Notice that the sets $2\mathbb Z$ and $3\mathbb Z$ (as well as translations thereof) are both periodic and share $6$ as a period - that is, you can reduce the problem mod $6$ and note that, since your sets are equal mod $6$ they are equal in general. This essentially tells us that your visual proof suffices as a rigorous one.

To give a more algebraic proof of your identity though, one might note that we can start with the expression $$2\mathbb Z \cup 3\mathbb Z + 3$$ and then "distributing" the $3$ gives the equivalent $$(2\mathbb Z + 3) \cup (3\mathbb Z + 3)$$ and noting that $a\mathbb Z + b = a\mathbb Z + (b+na)$ for any $n$, since those sets are "periodic". Reducing both sets in parenthesis yields the desired $$(2\mathbb Z + 1) \cup 3\mathbb Z.$$

Answer 2

What you have is a set of linear equations. You want to find the numbers so that:

$x\equiv 1\bmod 2$ or $x\equiv 0 \bmod 3$. I suggest you look at the integers $\bmod 6$. And manually figure out which are the exact residue classes that work $\bmod 6$.

In the more general case you may be given some linear congruences

$x\equiv a_1\bmod n_2$, $x\equiv a_2\bmod n_2\dots x\equiv a_r\bmod n_r$, and asked to find the set of integers that satisfy at least one of these.

You can always look at the problem $\bmod$ $lcm(n_1,n_2\dots n_r)$ and find the solutions manually inside this larger modulo, which contains all of the residue information for each of the $n_i$.

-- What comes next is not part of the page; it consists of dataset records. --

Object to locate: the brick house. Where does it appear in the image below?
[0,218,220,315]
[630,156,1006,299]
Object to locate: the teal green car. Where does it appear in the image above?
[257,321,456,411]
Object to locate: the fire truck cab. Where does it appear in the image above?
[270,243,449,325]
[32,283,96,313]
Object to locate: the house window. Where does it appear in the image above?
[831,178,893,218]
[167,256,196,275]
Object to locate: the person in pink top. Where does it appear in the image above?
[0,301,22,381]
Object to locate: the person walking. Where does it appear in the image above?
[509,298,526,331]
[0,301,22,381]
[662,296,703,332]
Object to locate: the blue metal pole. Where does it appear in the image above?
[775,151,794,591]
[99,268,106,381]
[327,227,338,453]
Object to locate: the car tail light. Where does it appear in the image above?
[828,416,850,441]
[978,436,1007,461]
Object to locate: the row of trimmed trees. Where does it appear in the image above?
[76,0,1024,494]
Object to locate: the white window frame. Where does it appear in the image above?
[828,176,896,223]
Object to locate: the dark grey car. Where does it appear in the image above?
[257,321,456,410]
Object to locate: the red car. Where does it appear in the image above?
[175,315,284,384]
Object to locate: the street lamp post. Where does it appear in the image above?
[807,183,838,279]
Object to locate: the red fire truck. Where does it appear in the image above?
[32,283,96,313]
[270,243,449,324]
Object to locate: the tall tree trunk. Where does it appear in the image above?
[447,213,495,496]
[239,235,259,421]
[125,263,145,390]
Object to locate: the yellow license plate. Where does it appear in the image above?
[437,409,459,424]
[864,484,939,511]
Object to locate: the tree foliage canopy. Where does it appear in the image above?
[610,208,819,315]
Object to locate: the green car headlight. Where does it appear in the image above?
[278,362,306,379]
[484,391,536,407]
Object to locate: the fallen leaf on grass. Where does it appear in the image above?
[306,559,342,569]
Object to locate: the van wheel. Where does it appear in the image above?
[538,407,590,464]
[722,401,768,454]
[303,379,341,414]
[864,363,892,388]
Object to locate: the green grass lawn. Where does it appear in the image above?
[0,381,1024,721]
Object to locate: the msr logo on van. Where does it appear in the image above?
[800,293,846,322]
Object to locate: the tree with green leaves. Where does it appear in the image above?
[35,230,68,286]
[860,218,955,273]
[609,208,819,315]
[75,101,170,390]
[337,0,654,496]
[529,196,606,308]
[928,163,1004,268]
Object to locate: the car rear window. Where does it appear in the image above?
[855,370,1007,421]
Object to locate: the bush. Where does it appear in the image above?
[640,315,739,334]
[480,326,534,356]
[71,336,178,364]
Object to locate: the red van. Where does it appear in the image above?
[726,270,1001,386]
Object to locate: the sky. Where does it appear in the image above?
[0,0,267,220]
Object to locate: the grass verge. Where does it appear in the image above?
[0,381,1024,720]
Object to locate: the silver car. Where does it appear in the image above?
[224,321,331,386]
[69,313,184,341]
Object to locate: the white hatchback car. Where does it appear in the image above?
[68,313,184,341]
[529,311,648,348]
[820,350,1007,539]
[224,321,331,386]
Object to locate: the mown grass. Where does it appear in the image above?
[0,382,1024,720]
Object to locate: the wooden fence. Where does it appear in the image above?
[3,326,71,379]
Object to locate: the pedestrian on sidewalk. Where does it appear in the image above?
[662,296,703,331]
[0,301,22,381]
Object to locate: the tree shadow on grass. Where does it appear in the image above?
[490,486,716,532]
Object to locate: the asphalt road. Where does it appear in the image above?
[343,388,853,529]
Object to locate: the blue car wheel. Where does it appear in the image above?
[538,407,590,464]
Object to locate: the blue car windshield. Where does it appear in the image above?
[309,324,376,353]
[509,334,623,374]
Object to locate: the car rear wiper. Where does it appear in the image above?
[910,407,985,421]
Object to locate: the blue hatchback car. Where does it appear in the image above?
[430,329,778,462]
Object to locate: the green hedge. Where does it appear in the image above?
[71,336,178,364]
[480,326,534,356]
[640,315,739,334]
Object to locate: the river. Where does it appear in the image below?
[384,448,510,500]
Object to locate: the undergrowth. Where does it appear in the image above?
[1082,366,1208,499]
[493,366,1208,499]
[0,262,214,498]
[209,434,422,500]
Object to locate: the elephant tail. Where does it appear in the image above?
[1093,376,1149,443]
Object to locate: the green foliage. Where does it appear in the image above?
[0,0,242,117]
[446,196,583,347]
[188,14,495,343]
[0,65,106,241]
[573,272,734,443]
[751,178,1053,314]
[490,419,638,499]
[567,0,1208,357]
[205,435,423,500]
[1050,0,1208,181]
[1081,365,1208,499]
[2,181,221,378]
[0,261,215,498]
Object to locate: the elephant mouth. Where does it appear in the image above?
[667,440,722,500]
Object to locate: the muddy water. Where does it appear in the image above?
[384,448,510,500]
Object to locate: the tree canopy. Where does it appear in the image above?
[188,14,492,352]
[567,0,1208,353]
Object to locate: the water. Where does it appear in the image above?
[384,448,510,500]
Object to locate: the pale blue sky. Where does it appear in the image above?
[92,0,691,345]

In your case It is clear if a number is $1\bmod 2$ or a multiple of $3$ then it is $0,1,3$ or $5\bmod 6$. On the other hand the numbers that are multiples of $3$ and $2$ are $0,2,3,4$, adding $3$ gives $3,5,0,1$. This gives us $(2\mathbb Z+1)\cup3\mathbb Z = (2\mathbb Z \cup 3\mathbb Z)+3$

Answer 3

It's a compact form of set-builder notation, relying on metaphor to overload the multiplication and addition operators.

$\Bbb Z$ is the set of integers.   And we can define, $a\Bbb Z{+b}$ , to mean, $\{a x + b\mid x\in \Bbb Z\}$ in set-builder notation (or, more formally, $\{y \mid \exists x\in \Bbb Z: y=ax+b\}$ ), where $a,b$ are constants (and usually integers).

Thus this is the set obtained by multiplying each integer by $a$ then adding $b$.   Otherwise known as a scale and shift operation, respectively.

Using this notation we can derive rules, such as distribution: $(a\Bbb Z\cup b\Bbb Z)+c=(a\Bbb Z+c)\cup(b\Bbb Z+c)$ and periodicity: $a\Bbb Z = a\Bbb Z+a$, and so forth, enabling us to manipulate the symbols, thusly:

$$\begin{align}(2\Bbb Z+1)\cup 3\Bbb Z & = (2\Bbb Z+2+1)\cup(3\Bbb Z + 3) \\ & = (2\Bbb Z\cup 3 \Bbb Z)+3 \\ \Box\end{align}$$